On September 25, 1991—the same year then-retired Justice Powell told his biographer he regretted his vote in McCleskey and had “come to think that capital punishment should be abolished”—Warren McCleskey was executed by electrocution.
Retired Justice John Paul Stevens, a dissenter in McCleskey, condemned the decision in 2010. “That the murder of Black victims is treated as less culpable than the murder of white victims provides a haunting reminder of once-prevalent Southern lynchings,” he wrote.
Today, new research expanding on the Baldus study has demonstrated that the impact of race on death penalty outcomes is even greater than previously known. A study released in 2020 found that defendants convicted of murder in cases with white victims were a staggering 17 times more likely to be executed than those convicted of killing a Black person.
Capital trials today remain proceedings with little racial diversity.

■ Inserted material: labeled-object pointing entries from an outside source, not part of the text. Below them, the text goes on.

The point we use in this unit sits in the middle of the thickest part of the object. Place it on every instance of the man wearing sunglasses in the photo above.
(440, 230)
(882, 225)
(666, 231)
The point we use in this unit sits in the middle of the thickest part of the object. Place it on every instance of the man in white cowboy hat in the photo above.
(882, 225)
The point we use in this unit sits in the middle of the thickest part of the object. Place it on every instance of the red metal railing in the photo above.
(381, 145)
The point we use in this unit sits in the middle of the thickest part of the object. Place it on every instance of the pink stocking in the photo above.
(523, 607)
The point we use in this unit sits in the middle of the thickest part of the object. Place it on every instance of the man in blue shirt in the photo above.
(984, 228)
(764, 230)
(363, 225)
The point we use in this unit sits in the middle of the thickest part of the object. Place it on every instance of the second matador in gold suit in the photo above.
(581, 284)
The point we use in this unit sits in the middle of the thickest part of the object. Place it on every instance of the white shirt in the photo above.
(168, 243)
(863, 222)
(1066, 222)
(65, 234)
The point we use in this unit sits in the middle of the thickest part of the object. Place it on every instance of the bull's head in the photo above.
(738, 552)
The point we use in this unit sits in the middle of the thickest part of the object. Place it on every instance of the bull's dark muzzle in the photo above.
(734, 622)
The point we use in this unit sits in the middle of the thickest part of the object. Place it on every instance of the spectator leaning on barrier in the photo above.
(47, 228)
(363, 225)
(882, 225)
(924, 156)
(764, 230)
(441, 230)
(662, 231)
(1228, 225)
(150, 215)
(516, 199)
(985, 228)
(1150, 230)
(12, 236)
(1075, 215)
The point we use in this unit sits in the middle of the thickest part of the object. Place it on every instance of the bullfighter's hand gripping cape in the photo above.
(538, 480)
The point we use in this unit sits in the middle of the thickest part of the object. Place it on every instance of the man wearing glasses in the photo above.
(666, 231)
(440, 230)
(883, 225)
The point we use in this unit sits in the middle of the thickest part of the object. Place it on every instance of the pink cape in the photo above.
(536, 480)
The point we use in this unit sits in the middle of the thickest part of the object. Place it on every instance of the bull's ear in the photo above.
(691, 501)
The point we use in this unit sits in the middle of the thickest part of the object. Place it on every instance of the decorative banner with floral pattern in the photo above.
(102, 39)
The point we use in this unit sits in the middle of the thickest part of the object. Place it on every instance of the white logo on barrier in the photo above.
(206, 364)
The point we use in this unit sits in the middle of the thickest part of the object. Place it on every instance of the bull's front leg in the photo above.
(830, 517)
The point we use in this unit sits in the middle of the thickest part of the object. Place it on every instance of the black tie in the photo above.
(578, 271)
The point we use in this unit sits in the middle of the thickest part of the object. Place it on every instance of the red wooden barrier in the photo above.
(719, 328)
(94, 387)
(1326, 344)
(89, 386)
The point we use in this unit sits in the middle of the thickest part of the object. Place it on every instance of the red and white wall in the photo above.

The accused is often the only person of color in the courtroom and illegal racial discrimination in jury selection remains widespread, especially in the South and in capital cases.
In the 35 years since McCleskey, 1,143 of the 1,473 people executed in this country (78%) were condemned to death for killing white people, even though the number of Black homicide victims over the same period has exceeded that of white homicide victims by at least 13,000 people.